Обычно, взглянув вверх, я видела ноги Иззи в заштопанных чулках и зашнурованных ботинках, которые рывками передвигались вокруг ножек табурета, и слышала ее тяжелое дыхание. Она никогда не возражала против моего присутствия, если все не начинало идти наперекосяк. Тогда она внезапно приказывала мне уйти, не злобно, но не допускавшим возражений тоном. Я выбиралась из-под скамьи, вставала, подбирала еще несколько кусочков, упавших на мои голые коленки, и утешала себя надеждой, что к чаю будет новый кекс или дядя Гарет поможет мне приготовить урок истории.

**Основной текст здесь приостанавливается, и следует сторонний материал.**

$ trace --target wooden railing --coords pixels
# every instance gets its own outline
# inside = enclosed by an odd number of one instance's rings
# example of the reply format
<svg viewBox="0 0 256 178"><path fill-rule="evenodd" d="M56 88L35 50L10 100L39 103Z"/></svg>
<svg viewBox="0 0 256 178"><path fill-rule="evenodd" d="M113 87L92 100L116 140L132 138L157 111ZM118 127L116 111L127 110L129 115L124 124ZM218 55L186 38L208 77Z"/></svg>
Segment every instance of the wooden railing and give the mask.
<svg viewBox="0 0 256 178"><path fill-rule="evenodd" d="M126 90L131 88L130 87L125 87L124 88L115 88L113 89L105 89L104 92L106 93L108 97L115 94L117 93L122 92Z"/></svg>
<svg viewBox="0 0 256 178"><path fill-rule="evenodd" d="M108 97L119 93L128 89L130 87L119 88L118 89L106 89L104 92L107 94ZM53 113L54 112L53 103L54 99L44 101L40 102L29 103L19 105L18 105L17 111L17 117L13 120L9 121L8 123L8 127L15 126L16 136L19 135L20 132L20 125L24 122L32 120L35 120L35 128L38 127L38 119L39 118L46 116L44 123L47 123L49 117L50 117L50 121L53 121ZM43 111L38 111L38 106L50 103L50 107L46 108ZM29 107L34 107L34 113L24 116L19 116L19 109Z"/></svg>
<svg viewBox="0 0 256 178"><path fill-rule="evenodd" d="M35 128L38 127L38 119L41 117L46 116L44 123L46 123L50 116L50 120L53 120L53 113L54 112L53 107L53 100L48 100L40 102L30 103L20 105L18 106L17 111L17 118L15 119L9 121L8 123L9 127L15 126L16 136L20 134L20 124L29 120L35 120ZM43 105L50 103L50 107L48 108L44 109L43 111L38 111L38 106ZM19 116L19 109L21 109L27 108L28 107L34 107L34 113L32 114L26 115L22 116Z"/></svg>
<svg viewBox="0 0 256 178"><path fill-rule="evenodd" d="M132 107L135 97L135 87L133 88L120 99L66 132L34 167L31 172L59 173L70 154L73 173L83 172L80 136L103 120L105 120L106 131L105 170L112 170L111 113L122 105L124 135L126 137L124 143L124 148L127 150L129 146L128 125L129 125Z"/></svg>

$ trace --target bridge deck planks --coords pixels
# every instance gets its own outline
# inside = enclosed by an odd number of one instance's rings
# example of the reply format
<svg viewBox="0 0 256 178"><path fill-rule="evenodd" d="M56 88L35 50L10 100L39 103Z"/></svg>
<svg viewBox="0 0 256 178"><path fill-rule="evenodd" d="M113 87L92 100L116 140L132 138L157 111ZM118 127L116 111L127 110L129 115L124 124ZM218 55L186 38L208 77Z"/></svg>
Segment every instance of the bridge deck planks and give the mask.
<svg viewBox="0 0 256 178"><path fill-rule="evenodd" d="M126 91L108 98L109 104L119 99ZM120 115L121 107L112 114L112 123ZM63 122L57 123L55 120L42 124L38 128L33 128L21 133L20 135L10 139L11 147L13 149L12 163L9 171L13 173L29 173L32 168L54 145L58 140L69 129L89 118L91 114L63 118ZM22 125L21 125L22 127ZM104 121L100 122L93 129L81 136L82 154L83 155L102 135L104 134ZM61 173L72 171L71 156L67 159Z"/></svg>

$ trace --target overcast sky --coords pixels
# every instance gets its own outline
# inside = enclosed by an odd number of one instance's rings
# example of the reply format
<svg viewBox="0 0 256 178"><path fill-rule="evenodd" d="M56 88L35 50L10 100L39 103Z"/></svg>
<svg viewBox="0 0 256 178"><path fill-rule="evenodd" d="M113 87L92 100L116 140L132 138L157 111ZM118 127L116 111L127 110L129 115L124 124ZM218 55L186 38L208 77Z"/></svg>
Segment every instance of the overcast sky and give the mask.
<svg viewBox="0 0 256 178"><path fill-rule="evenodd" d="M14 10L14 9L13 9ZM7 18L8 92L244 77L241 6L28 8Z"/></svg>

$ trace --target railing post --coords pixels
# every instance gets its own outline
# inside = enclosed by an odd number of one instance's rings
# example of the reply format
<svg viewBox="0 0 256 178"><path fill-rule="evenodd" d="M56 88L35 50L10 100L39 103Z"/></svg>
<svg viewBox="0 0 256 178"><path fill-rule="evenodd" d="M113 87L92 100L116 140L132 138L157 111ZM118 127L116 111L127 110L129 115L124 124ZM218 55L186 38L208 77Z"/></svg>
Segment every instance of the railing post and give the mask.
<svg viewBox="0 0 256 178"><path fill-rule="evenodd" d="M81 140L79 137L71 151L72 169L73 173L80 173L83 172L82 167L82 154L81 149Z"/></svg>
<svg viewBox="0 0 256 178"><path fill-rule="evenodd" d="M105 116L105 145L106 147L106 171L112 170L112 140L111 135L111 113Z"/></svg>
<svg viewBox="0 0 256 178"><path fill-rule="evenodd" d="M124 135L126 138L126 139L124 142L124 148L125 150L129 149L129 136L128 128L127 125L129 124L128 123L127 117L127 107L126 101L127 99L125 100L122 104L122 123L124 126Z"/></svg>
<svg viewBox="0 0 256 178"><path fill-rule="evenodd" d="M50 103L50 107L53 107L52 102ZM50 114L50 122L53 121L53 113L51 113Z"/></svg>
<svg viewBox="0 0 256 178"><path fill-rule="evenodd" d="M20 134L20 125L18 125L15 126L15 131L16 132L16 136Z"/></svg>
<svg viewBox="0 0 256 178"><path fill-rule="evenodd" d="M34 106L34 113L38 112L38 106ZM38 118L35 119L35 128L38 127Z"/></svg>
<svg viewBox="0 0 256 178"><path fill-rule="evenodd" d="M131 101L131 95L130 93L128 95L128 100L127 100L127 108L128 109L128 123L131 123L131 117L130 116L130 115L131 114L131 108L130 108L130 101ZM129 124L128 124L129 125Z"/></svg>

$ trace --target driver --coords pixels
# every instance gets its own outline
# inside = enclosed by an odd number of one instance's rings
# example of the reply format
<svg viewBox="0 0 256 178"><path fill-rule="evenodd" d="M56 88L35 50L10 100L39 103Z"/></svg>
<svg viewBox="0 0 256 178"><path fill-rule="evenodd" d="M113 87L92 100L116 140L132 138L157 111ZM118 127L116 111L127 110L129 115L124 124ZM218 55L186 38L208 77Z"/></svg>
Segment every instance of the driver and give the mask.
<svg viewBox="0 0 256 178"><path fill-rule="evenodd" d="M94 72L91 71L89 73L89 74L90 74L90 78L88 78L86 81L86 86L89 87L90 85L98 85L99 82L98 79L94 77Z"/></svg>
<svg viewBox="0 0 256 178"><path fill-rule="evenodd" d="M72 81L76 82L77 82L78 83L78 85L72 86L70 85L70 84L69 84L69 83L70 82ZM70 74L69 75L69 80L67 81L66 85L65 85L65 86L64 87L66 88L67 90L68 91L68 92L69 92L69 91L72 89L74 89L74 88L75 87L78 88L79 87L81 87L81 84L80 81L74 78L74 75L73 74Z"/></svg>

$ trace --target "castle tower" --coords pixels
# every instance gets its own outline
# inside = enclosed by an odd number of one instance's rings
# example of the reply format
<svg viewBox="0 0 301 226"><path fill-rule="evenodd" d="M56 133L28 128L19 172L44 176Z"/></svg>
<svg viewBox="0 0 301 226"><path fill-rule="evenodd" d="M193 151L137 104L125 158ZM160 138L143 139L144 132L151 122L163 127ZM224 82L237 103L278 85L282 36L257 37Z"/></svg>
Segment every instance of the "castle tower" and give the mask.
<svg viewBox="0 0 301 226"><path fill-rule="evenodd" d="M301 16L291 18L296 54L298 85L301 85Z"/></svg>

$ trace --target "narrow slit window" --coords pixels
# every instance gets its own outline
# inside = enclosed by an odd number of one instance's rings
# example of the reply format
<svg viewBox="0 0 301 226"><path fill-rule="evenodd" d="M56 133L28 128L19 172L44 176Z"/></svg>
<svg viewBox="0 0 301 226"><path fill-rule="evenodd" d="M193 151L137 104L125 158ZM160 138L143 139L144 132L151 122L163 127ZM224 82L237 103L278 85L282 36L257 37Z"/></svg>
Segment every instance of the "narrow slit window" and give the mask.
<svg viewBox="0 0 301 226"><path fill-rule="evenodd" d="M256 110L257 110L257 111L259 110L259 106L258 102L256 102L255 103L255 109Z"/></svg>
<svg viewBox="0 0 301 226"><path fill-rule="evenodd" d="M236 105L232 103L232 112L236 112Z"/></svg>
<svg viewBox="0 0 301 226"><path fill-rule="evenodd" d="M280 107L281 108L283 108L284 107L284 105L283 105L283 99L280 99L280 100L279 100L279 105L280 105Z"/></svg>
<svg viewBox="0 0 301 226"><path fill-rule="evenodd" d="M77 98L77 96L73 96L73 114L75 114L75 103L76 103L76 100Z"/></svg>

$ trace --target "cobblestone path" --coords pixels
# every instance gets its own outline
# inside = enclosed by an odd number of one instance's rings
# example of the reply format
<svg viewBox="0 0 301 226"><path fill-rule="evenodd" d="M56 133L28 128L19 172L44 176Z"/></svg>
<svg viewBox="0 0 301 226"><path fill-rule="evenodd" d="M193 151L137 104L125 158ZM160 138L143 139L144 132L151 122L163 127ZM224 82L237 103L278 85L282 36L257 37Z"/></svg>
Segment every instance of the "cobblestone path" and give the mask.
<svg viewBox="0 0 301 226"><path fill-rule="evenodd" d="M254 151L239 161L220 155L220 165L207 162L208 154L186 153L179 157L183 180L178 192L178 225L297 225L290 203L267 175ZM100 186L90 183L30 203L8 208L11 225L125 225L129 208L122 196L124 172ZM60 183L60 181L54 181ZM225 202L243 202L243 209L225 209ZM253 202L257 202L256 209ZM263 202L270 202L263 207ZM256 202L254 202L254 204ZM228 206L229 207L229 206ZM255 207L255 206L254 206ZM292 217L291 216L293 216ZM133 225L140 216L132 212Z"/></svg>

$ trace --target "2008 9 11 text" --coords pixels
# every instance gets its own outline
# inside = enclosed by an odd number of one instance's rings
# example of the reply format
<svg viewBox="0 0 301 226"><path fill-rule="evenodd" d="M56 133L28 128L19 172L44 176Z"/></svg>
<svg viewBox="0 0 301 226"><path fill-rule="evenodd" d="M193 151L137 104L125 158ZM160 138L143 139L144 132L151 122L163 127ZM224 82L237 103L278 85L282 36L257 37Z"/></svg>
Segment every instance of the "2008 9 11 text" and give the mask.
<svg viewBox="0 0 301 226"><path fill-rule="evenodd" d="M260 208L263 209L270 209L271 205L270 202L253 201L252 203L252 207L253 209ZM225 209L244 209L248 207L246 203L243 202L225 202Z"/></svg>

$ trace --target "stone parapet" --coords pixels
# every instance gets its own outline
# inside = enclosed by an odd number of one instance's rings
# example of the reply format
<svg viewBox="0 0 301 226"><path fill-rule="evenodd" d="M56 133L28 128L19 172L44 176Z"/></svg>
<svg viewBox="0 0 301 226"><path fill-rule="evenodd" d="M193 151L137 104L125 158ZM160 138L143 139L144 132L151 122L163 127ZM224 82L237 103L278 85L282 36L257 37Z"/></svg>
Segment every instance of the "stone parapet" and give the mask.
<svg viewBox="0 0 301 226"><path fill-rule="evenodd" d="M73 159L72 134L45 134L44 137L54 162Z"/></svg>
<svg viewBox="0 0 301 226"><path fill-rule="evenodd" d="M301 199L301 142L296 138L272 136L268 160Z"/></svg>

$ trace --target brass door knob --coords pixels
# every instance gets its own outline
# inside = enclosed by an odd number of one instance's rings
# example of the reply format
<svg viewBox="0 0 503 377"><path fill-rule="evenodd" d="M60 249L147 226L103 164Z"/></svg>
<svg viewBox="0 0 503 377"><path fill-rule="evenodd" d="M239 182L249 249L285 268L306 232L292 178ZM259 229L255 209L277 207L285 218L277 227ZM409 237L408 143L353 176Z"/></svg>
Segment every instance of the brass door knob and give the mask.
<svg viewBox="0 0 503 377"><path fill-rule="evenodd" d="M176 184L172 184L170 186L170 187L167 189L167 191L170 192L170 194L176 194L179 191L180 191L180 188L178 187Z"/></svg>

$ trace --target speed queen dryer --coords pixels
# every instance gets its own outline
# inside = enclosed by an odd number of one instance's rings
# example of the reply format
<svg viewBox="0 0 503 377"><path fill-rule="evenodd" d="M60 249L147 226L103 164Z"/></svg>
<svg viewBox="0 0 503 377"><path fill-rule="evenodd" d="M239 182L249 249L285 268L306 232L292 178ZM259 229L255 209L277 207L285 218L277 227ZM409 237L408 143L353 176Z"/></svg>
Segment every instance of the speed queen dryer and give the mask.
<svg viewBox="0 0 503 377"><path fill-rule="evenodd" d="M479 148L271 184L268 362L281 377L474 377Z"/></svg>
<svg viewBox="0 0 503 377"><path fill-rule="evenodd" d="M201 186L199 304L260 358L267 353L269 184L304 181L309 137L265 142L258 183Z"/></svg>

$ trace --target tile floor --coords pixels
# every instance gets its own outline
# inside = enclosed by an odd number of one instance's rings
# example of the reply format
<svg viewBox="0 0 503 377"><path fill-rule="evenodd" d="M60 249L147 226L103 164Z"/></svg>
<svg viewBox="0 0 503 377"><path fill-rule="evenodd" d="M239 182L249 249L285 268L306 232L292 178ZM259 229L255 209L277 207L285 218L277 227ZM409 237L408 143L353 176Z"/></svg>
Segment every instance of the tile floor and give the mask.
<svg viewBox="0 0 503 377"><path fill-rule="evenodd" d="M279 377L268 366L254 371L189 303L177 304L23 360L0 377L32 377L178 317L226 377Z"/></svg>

— Белое или красное? — снова спрашивает Иззи.
— О, Иззи! Красное, пожалуйста.
Она направляется на кухню.
— И минутки не пройдет.
На полке я вижу копию «Под знаком Солнца и Луны». На титульной странице — небольшой кружок и цитата, которую я знаю наизусть, потому что она набрана мелким шрифтом на каждой книге, которую печатает «Пресс». «Как говорится в „Эдде“, в земле великанов жил человек по имени Мундильфари, и у него было двое детей: дочь его Соль была солнцем, а сын его Мани — луной».
Я перелистываю страницы.
«В 1936 году Кай Приор окончил школу Слейда и решил, что лучше преуспеет в искусстве рисования, если переедет в Париж. Он никогда не был так глубоко увлечен ежедневной работой в „Солмани-Пресс“, как его младший брат, Гарет, а отъезд — все же не бегство. Но, как писал Уильям Беатрисе Вебб:
„С отъездом Кая в доме стало тише, однако мы понимаем, что его труд художника поднимает нас, ремесленников, до высокого эстетического уровня. Как он обычно любил говорить — в драматической манере юности, — он предан одному лишь искусству. Гарет особенно по нему скучает. Он смотрел на Кая снизу вверх с тех пор, как они были мальчиками, и, когда всплывает какой-нибудь вопрос о рисунке, именно Гарет всегда говорит: „А что бы подумал Кай? Он бы знал ответ!“ Но отъезд Кая умерил один мой тайный страх. С того давнего дня, когда мы с Мод впервые увидели часовню Чантри среди тогдашних садов и полей и поняли, что должны сделать ее душой нашего дома и нашей мастерской, даже душой самой семьи, я боялся, что однажды Кай и Гарет — такие разные по темпераменту — могут не согласиться, кто именно из них должен управлять „Пресс“. Элейн вышла замуж за Роберта Батлера — вы слышали об этом? — и, если бы у нее появился сын, проблема могла бы еще больше усложниться или же полностью разрешиться. Кто знает? Но сейчас, по крайней мере, я могу получать удовольствие от новостей об успехах Кая за границей и об увлеченности Гарета „Пресс“ дома. И знать, что никакое соперничество не причинит проблем нашей семье“.
Получив, как он написал своей матери, все, что мог получить в Париже, Кай в 1938 году переехал в Нью-Йорк. Там он примкнул к кружкам, куда входили такие многообещающие художники, как Бен Шан[12]и Чарльз Демут,[13]а в таких работах, как „Бэттери-парк, сумерки“ (1938, Музей современного искусства, Нью-Йорк) и „Док у Ист-Эгга“ (1939, частная коллекция), Кай быстро зарекомендовал себя как художник, привнесший чисто английскую чувствительность в круг тех, кого куда больше интересует индустриализм и эстетика.